In a statement, the Holocaust Museum said that the barracks are being returned and reassembled in Poland for purposes of inspection, and that returning them to the United States after inspection would have risked significant damage to the structure.
“The agreement we reached with Polish authorities allows us to adhere to Polish law and have a barracks from Birkenau in our permanent collection and display it in the Museum,” the statement said.
Still, the negotiations over the barracks caused tension between the museum and Polish officials in the past few years. The barracks are half a wooden building where dozens of prisoners slept as they awaited death. They are considered by the museum’s designers to be among the most chilling artifacts in the museum. The remaining half stands at Birkenau, one of the two death camps miles apart in the Auschwitz-Birkenau complex.

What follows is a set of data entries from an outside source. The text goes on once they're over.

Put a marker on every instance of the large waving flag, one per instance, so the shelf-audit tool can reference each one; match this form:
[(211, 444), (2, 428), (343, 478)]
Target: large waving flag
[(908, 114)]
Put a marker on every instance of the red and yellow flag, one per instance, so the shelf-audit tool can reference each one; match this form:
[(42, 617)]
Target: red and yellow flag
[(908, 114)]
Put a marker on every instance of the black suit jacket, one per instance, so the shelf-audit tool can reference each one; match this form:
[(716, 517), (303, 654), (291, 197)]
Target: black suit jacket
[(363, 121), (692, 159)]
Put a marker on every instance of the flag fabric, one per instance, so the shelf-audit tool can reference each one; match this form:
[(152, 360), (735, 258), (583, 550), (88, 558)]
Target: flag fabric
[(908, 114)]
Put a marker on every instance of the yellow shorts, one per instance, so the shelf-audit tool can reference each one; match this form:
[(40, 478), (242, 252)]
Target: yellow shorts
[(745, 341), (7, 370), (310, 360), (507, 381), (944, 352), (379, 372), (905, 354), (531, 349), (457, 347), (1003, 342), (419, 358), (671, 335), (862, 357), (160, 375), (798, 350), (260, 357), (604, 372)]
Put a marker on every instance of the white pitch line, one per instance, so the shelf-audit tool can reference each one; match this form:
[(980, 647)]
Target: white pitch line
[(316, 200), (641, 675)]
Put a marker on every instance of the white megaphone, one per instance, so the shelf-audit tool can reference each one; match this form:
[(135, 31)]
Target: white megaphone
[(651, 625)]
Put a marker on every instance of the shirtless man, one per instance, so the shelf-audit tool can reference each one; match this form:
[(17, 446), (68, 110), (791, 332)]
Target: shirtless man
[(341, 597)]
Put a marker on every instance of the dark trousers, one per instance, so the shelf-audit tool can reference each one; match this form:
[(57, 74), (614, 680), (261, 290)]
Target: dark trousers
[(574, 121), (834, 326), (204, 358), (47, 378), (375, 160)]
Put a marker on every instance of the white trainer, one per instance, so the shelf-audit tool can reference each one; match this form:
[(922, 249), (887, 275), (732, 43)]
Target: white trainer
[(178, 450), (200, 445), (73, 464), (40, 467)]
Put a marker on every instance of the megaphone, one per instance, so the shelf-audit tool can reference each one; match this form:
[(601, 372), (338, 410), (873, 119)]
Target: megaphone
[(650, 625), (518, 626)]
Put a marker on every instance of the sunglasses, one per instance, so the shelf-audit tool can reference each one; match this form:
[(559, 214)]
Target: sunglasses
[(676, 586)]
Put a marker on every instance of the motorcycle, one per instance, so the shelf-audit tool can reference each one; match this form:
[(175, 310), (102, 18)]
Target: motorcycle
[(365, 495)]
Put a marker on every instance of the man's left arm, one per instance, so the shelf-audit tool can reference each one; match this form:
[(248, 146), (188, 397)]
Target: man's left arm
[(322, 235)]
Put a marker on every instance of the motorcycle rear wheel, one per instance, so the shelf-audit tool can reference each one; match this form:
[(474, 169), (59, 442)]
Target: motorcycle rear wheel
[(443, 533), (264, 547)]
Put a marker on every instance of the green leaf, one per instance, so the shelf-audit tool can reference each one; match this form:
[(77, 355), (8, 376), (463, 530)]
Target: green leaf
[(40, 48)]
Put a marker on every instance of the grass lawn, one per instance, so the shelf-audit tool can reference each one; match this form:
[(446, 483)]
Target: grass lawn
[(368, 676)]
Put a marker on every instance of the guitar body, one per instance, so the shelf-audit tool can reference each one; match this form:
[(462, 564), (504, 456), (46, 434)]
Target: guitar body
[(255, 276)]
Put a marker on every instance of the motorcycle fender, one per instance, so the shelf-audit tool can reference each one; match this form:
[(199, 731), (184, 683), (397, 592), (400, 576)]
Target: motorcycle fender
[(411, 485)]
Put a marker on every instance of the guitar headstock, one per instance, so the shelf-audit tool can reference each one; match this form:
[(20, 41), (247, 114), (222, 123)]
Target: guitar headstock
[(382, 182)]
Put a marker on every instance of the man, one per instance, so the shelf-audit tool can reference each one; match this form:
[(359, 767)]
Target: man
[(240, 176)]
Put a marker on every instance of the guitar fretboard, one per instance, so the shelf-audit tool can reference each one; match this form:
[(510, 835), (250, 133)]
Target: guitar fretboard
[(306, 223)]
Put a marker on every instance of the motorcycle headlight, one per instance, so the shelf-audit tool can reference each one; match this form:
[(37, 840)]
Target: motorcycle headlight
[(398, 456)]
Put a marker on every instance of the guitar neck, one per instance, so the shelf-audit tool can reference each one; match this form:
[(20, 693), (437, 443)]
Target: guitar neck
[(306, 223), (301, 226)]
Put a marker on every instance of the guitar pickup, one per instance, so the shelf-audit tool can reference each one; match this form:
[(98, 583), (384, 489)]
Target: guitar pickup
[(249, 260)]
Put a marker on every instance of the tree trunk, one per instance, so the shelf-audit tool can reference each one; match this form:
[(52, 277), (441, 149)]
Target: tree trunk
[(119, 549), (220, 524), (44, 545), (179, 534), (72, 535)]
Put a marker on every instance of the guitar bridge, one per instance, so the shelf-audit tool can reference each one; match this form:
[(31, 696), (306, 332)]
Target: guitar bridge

Michael Berenbaum, a Holocaust scholar and project director for the museum during its construction, said that the museum was designed and built around the barracks.
“If you look at the pillars of the building, it has slats in them which take those barracks. It’s a complex operation to remove them,” Berenbaum said. “The good news is that the museum will receive barracks in return and will own that barracks so we don’t have to face this problem again. But the bad news is that it’s going to take five months and the museum experience will be less complete [during that time].”
In a previous interview with The Washington Post, the museum’s director, Sara Bloomfield, said that other objects in the collection have been returned to Poland for inspection under the 2003 law, but that the removal of the barracks would significantly alter the permanent exhibition.
“It is our priority to keep the barracks in the exhibition,” Bloomfield said.
Bloomfield could not be reached for comment on the replacement barracks, although the museum statement noted the importance of the compromise:
“The Museum is grateful to the Auschwitz-Birkenau State Museum and our Polish partners for working with us to reach an agreement that satisfies Polish law and allows the Museum to keep an important educational artifact on display.”